Finalmente llegaron a Reynosa. Durante el viaje habían escuchado que podrían tener mejor suerte cruzando la frontera si viajaban por separado: Piedad con los niños y su esposo acompañando a Dayli. Entonces Piedad se fue al puente sobre el río mientras su esposo y su hija permanecieron en el albergue Senda de Vida. «Fue una experiencia terrible», recuerda. “Primero nos reunimos con la inmigración estadounidense y pedimos la condición de refugiado. Pero nos la negaron, y nos dijeron que esperáramos. Nos quedamos al sol durante cuatro horas. Finalmente, los agentes de inmigración mexicanos vinieron y preguntaron si podían llevarnos. Los estadounidenses dijeron que sí».
Sin los documentos que habían sido robados en Tenosique, Piedad no podía demostrar quién era ni de dónde venía. Ella y sus dos hijos menores fueron llevados a Reynosa y retenidos en una celda de la cárcel. Josué, su hijo mayor, fue recluido en un centro de detención para menores. Ella no tenía idea de dónde lo habían llevado, o qué había sido de él, durante siete días.
En el octavo día, los funcionarios de inmigración mexicanos revisaron el documento restante de Piedad, uno del consulado que demostró que había planeado solicitar una visa humanitaria en México. Fue liberada y se reunió con su familia en Senda de Vida. Ahora llevan dos meses viviendo en el refugio, esencialmente atrapados en el limbo.
Regresar a Honduras es imposible, pero las perspectivas de llegar a los Estados Unidos se vuelven cada vez más débiles.
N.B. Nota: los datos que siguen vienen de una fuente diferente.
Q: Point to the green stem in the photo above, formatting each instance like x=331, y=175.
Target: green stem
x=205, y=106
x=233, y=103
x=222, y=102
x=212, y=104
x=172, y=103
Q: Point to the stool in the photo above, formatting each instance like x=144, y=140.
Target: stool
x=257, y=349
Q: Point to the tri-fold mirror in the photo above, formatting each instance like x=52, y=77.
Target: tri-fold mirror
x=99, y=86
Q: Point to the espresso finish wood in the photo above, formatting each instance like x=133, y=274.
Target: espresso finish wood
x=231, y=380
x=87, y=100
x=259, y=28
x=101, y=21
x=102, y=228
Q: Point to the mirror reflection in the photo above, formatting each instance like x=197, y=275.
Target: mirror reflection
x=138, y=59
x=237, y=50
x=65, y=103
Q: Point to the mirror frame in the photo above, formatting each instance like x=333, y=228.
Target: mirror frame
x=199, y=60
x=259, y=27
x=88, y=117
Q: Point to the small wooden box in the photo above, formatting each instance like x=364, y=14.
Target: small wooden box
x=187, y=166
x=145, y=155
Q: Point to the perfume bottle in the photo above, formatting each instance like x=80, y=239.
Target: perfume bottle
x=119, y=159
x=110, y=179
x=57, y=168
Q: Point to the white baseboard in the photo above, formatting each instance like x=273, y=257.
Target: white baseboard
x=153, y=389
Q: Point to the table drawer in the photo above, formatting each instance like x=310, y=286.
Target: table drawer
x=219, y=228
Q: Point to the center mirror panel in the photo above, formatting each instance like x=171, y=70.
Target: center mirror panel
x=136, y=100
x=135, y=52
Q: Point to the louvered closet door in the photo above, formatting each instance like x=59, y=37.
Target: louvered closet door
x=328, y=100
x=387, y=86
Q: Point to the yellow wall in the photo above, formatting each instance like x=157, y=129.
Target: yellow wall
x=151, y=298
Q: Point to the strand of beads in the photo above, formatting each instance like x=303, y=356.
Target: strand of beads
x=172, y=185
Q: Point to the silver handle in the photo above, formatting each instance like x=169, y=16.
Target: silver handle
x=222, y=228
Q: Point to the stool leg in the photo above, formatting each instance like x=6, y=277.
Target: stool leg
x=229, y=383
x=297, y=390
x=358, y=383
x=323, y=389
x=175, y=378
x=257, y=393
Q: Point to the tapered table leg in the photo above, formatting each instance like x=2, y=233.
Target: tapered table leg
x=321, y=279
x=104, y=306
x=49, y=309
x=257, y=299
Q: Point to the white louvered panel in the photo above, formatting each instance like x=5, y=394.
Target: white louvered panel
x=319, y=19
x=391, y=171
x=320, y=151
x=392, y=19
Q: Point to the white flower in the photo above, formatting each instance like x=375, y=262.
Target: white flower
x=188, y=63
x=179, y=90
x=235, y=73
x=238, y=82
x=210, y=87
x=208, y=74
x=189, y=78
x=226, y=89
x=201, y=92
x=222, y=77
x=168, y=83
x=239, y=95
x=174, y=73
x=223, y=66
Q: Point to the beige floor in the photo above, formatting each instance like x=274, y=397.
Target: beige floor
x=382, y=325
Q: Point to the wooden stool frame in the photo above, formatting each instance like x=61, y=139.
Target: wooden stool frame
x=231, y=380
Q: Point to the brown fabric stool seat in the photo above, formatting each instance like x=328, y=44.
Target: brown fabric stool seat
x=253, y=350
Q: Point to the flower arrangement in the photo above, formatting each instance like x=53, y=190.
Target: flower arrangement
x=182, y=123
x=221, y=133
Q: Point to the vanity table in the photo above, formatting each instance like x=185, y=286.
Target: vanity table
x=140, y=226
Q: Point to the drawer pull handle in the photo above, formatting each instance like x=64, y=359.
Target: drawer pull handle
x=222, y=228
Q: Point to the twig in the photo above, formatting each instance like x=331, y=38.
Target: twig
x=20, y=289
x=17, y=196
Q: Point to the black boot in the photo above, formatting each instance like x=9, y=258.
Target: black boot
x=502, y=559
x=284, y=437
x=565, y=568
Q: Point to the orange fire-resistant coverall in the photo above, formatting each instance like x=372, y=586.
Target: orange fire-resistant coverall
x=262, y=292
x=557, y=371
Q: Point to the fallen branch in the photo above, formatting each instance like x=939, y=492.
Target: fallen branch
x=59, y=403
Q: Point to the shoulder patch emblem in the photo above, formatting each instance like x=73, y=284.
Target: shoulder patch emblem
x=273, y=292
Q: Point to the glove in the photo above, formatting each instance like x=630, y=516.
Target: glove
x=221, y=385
«Sé que no podemos estar aquí para siempre», dice Piedad. «Soy la cocinera aquí ahora. Y mi esposo tiene un día de trabajo, pero solo gana 150 pesos por día (alrededor de $8 dólares). Eso no es nada. No podemos encontrar un lugar para vivir, no podemos enviar a nuestros hijos a la escuela. Solo quiero un futuro mejor para ellos».
La familia ha estado trabajando con un asesor legal en el refugio, pero no hay muchas opciones disponibles para las personas en su posición. Una visa humanitaria mexicana les permitiría permanecer en el país, pero complicaría el trabajo allí. «En este momento no sé qué haremos a continuación», dice ella, sacudiendo la cabeza. «Pero mi idea es cruzar a los Estados Unidos».